Quoting Stan Hoeppner stan@hardwarefreak.com:
Johan Hendriks put forth on 11/3/2010 3:32 AM:
Hello, i am working primarly with FreeBSD, and the latest release has a service called HAST. See it as a mirrored disk over the network.
This is similar to the DRBD solution.
With CARP in the mix, when the master machine fails, it starts dovecot on the slave. This way you have a failover without user interference.
This is similar to heartbeat, or RHCS, etc.
- How do you automatically redirect clients to the IP address of the slave when the master goes down? Is this seamless? What is the duration of "server down" seen by clients? Seconds, minutes?
Usually there is a "floating IP" that the clients used. Which ever server is active has this IP assigned (usually in addition to another IP used for management and such).
The transition time depends on how the master goes down. If you do an administrative shutdown or transfer, it is usually just a fraction of a second for the change to take affect, and maybe a bit longer for the router/switch to get the new MAC address for the IP and route things correctly.
If the primary crashes/dies, then it is usually several seconds before the secondary confirms the primary is in trouble, makes sure it is really down (STOMITH), and takes over the IP, mounts any needed filesystems, and starts any needed services... In this case, the arp/MAC issue isn't really a problem because the transition takes a longer time.

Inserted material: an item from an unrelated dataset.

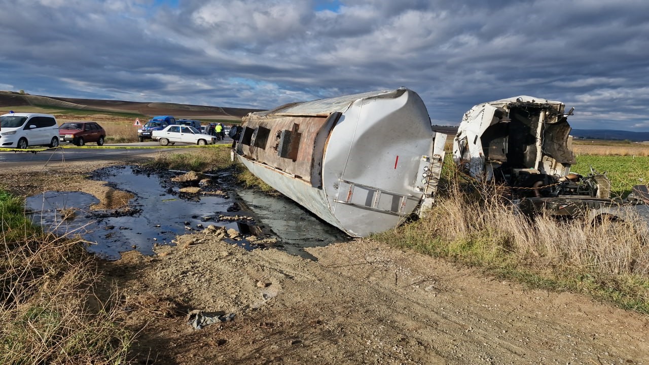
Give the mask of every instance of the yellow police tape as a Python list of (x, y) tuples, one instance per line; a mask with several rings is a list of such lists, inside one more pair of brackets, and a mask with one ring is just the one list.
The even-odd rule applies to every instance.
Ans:
[(0, 151), (13, 151), (13, 152), (31, 152), (32, 153), (36, 153), (37, 152), (42, 152), (43, 151), (55, 151), (59, 148), (62, 149), (160, 149), (160, 148), (219, 148), (223, 146), (229, 147), (230, 144), (212, 144), (212, 145), (142, 145), (142, 146), (131, 146), (131, 145), (66, 145), (62, 146), (60, 145), (58, 147), (55, 147), (52, 148), (28, 148), (27, 149), (21, 149), (19, 148), (2, 148), (0, 147)]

- When you bring the master back up after repairing the cause of the failure, does it automatically and correctly resume mirroring of the HAST device so it obtains the new emails that were saved to the slave while it was offline? How do you then put the master back into service and make the slave offline again?

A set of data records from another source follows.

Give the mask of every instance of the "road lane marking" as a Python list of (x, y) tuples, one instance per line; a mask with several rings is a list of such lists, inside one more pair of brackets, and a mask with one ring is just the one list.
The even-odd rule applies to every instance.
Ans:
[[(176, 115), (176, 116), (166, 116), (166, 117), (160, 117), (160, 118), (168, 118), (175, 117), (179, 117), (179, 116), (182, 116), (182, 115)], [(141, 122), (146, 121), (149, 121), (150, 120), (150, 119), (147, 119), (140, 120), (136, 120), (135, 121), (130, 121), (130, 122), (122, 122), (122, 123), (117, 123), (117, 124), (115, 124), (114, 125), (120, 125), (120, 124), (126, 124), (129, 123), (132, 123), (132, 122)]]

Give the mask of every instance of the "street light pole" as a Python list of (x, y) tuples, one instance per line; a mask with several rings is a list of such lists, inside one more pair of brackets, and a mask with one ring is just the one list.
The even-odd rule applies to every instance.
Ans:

DRBD does (or at least can, it is configurable). Sometimes you might just do role reversal (old primary becomes secondary, old secondary stays the primary). Other times you might have the original primary become primary again (say, if the original primary has "better" hardware, etc).

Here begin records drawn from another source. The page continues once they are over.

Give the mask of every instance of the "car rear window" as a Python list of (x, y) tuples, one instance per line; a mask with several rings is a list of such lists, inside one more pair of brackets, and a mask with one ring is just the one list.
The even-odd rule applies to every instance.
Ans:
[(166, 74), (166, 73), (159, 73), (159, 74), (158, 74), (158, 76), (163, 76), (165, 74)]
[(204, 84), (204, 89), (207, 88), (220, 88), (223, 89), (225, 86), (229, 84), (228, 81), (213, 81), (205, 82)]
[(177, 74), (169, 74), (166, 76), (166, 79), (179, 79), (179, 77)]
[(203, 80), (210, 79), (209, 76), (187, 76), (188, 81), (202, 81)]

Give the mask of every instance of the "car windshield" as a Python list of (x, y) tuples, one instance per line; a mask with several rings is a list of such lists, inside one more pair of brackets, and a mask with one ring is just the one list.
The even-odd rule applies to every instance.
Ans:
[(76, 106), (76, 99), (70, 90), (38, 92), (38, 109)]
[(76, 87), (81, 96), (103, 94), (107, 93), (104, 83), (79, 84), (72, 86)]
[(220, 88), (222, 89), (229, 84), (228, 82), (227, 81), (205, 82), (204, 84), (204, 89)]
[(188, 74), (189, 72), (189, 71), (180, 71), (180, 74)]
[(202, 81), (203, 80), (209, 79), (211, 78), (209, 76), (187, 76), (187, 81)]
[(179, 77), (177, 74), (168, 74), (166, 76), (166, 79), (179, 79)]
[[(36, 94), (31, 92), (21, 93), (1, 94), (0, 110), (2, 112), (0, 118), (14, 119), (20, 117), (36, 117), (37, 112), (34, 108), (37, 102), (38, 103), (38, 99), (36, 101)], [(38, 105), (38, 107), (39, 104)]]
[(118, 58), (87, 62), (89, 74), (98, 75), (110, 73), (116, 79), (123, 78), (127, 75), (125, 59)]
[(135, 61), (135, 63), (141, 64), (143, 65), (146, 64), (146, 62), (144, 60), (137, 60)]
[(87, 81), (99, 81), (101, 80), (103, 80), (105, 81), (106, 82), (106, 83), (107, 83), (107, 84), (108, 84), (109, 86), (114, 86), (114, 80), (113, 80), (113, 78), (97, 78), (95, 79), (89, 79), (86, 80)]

So, these things really depend on the use case, and the failure case... And are usually configurable. :)
I can give two personal examples. First I have a file server, which is active-passive cluster. Since the hardware is identical, when one fails, it is promoted to primary. When the dead one comes back, it stays as secondary. It is all automatic via RHCS and DRBD using ext3. Always feels like I'm wasting a machine, but it is rock solid...
Second I have a mail cluster which is active-active (still RHCS but with DRBD+GFS2). When both nodes are up, one does the pop/imap, mailing list web/cli/email interface, and slave LDAP services, while the other node does the mailing list processing, SMTP processing, anti-virus/spam processing, etc. When one machine goes down, the services on that machine migrate automatically to the other machine. When the machine comes back up, the services migrate back to their "home" machine.
Time for failover is a second or two for an admin failover, and for a crash/etc maybe 15-30 seconds max for the fileserver, and 10-15 seconds for the mail server. During the failover, connections may hang or fail, but most clients just retry the connection and get the new machine without user intervention (or in the case of email clients, sometimes they annoying ask for the password again, but that is not too bad). I've never had anyone contact me during either type of failover, which makes me think they either don't notice, or they write it off as a "normal network hiccup" kind of thing (well, they did contact me once, when the failover failed, and the service went completely down, but that was my fault).
So, again, the answer is, as always, "it depends..."
-- Stan
-- Eric Rostetter The Department of Physics The University of Texas at Austin
This message is provided "AS IS" without warranty of any kind, either expressed or implied. Use this message at your own risk.